Somali children lead perilous lives amid brutal civil conflict
Somalia has vowed to ratify the UN Convention on the Rights of the Child - a move that would leave the US as the only nation not to back the accord.
The UN, which is celebrating 20 years since the agreement was put into force, welcomed Somalia's announcement.
But analysts say the Somali government has little authority and its rulings are largely unenforceable.
The US helped draft the agreement, but conservative politicians have argued its measures impinge on sovereignty.
The BBC's East Africa correspondent Peter Greste says it is hard to think of a place where children are more at risk than Somalia.
The country is in its 18th year of a crippling civil conflict in which youngsters are routinely forced to fight, and child mortality is among the highest in the world.

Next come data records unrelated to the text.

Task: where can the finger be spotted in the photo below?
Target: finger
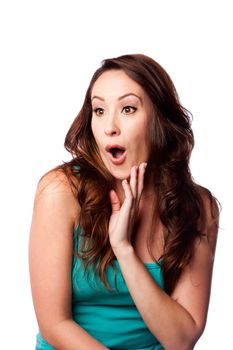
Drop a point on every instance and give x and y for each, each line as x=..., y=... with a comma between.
x=141, y=173
x=134, y=180
x=115, y=202
x=128, y=195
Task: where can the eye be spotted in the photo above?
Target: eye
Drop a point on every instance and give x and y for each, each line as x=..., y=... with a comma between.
x=129, y=109
x=98, y=111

So our correspondent says the decision to ratify the agreement will be seen as an important symbolic step.
Unicef, the UN's children's agency, welcomed the announcement and reminded the Somali government that ratifying the convention was a commitment to protect children's rights.
Ceremonies are taking place around the world to mark the 20th anniversary of the agreement.

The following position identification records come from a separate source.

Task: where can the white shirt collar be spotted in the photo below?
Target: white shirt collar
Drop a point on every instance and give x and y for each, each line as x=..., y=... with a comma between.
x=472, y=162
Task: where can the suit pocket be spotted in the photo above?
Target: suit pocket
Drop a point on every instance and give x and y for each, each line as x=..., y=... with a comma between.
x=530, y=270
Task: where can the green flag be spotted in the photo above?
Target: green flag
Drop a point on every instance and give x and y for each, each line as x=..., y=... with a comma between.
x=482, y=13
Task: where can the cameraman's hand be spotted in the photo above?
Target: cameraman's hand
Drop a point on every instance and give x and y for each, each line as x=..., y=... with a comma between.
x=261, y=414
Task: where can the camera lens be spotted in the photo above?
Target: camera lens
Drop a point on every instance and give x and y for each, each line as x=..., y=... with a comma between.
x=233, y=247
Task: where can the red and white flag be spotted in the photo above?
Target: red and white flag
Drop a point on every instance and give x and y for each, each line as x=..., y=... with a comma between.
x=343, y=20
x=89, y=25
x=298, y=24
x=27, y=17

The UN says the convention has has had a "remarkable" impact on children's lives, but warns that one billion youngsters still go without food, shelter or healthcare.
The convention guarantees children the right to life, education, and the right to play and to be protected from abuse.
It has the widest international support of any human rights treaty - ratified by 193 countries.
The US and Somalia have both signed the agreement - but neither country has ratified it.
Somalia's transitional government, which is backed by the UN and African Union, is engaged in a fierce power struggle with several Islamist militant groups.
In effect, the government controls only parts of the capital, Mogadishu.
The rest of the country is controlled by Islamist militants and warlords.